Latest Global Real Estate Outlook shows UK cities represent value post-Brexit vote
- GBP weakness makes it cheaper for GCC real estate investors to buy UK property
- “Brexit discount” makes London and Manchester even more attractive investment destinations
DUBAI, 20 September, 2016 – A strong US dollar, the result of political and economic uncertainty, has created a sweet spot for Middle East investors looking to buy property in the UK, according to IP Global.
The International property investment firm’s latest Global Real Estate Outlook report highlights London and Manchester as cities that show great potential for investors due in large part to the “Brexit” vote.
After the UK’s decision to leave the EU on June 23rd, both the British pound and Euro have lost value against the US dollar, creating a so called “Brexit discount”. This currency situation makes it cheaper for dollar-pegged Middle East investors to buy assets in the UK and Europe.
According to the GREO, London and Manchester are key investment hotspots where investors can take advantage of the “Brexit discount”.
Data from IP Global shows that US dollar-pegged Middle East investors who purchased a GBP350,000 property in the UK on September 11 would have saved over USD50,000 had they made the same purchase just before the Brexit vote result was announced.
London’s severe housing shortage continues to put upward pressure on prices, so much so that properties in Prime Central London are now almost 60% more costly than they were prior to the 2008 financial crisis. Valuations in the same period have increased by 14.5% each year.
Manchester, currently the strongest UK market outside of London, has several large infrastructure and regeneration projects underway, helping fuel its economy and bolstering the city’s housing market. Manchester offers rental yields of up to 6.02%, the highest in the UK.
A weaker Euro currency has also added to the appeal of Berlin as a property investment destination. The city, one of IP Global’s top investment hotpots, saw apartment prices rise 10.1% in 2015. Berlin has established itself as the start-up capital of Germany, with one new start-up set up every 20 hours. This helps explain why the German capital expects 400,000 new residents by 2030.

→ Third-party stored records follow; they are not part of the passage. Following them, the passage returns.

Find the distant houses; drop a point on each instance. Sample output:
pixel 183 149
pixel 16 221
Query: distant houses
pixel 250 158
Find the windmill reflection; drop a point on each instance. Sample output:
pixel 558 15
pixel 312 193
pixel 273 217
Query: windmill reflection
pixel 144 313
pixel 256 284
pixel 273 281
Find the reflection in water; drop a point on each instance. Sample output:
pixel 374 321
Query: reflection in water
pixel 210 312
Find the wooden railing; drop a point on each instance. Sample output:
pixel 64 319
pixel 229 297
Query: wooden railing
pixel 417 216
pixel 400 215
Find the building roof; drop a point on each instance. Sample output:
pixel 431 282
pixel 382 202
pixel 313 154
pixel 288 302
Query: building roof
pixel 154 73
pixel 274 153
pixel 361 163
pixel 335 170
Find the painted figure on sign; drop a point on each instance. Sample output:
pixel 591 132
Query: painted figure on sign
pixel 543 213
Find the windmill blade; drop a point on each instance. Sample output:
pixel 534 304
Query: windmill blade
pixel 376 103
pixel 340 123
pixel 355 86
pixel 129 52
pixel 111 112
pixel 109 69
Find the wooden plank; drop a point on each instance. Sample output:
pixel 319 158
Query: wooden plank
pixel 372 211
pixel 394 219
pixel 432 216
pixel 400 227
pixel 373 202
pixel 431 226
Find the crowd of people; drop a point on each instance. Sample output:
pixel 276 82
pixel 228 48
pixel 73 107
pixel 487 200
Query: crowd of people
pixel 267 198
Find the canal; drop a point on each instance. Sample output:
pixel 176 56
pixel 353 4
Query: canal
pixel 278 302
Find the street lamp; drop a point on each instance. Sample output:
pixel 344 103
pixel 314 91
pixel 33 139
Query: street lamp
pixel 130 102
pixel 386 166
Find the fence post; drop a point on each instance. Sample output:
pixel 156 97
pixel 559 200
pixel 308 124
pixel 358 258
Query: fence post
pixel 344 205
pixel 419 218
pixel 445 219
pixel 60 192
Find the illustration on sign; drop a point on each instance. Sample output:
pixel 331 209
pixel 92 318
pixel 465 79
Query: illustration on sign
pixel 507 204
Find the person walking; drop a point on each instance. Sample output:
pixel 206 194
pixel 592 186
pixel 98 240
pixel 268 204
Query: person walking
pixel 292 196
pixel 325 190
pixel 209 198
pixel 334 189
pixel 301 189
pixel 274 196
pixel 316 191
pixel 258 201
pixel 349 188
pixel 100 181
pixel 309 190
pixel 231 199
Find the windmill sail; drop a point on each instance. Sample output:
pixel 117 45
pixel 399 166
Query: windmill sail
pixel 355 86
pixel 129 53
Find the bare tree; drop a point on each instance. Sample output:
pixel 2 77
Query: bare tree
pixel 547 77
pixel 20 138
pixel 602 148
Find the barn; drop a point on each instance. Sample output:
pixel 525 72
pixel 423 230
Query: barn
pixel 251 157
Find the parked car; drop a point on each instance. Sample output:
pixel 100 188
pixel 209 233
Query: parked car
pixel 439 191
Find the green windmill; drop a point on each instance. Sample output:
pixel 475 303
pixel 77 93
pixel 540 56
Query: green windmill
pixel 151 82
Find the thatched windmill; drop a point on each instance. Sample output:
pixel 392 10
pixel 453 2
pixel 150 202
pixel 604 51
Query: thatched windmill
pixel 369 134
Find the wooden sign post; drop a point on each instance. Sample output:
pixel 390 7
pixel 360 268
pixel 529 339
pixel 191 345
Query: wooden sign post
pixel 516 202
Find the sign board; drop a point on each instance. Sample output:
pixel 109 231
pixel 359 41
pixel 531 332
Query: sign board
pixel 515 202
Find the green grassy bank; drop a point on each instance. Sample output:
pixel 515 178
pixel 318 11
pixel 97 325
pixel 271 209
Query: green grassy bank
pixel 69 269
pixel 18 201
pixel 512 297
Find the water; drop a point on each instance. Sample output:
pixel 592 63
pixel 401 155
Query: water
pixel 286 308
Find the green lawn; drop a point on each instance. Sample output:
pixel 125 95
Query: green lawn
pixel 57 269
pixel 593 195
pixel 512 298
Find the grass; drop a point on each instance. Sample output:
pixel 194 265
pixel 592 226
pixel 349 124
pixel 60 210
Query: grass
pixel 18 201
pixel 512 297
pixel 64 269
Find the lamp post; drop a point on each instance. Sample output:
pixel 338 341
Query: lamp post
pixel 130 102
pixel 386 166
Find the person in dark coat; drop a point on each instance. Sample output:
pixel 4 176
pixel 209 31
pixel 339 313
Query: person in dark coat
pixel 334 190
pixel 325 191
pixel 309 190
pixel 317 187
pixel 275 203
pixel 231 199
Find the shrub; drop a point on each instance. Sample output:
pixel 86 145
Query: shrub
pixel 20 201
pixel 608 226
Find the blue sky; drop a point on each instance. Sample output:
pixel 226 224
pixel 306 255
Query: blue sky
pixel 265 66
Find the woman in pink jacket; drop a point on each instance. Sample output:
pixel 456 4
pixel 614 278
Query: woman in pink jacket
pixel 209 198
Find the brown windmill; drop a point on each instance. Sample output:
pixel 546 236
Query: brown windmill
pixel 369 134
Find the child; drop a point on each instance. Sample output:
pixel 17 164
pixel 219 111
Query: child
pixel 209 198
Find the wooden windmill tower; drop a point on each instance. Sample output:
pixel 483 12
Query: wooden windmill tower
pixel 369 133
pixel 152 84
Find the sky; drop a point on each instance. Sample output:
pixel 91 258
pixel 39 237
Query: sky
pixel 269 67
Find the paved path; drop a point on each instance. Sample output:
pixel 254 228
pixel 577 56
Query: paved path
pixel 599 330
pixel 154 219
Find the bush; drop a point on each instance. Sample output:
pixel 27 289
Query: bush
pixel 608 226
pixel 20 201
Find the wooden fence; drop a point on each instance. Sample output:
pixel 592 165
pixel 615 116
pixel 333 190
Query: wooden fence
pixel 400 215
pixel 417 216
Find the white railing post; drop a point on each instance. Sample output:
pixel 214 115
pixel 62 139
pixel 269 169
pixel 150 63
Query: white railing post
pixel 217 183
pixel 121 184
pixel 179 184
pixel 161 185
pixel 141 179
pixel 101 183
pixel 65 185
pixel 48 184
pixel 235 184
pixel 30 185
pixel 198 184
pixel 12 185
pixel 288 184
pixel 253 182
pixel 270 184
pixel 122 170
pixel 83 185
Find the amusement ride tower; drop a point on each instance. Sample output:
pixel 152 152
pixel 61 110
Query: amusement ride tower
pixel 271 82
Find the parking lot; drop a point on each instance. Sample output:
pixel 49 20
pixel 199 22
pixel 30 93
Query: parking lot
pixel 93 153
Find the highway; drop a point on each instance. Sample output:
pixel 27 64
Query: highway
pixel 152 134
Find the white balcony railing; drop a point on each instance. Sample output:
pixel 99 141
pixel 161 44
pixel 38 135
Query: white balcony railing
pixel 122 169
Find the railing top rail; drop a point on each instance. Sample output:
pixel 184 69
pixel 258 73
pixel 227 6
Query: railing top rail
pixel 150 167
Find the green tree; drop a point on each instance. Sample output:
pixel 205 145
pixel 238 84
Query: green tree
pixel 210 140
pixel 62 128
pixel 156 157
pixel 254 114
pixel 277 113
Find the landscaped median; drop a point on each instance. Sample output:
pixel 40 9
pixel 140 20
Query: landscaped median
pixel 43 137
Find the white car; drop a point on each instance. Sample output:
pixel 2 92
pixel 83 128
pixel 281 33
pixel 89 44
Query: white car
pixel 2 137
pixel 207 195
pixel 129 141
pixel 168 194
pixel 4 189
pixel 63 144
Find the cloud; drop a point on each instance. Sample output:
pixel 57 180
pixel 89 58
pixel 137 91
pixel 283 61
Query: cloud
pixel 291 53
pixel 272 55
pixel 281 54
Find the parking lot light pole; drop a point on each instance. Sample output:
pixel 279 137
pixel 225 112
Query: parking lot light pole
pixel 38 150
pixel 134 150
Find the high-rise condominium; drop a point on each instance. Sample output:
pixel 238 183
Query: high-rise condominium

Richard Bradstock, Director and Head of IP Global, Middle East, commented:
“Now is the right time to take advantage of the Brexit currency opportunity to tap into the medium and long term potential of the UK market as well as European cities such as Berlin. Asian investors have been quick to jump on this opportunity already. Last month, Juwai, China’s biggest international property portal, reported that buyer enquiries into UK property were up by 40%.
While the ‘safe haven’ element is likely to remain a permanent fixture, the FX market will bounce back in time. That’s why we see this “Brexit discount” as a relatively short window of opportunity to buyers looking to invest in the UK and Europe.”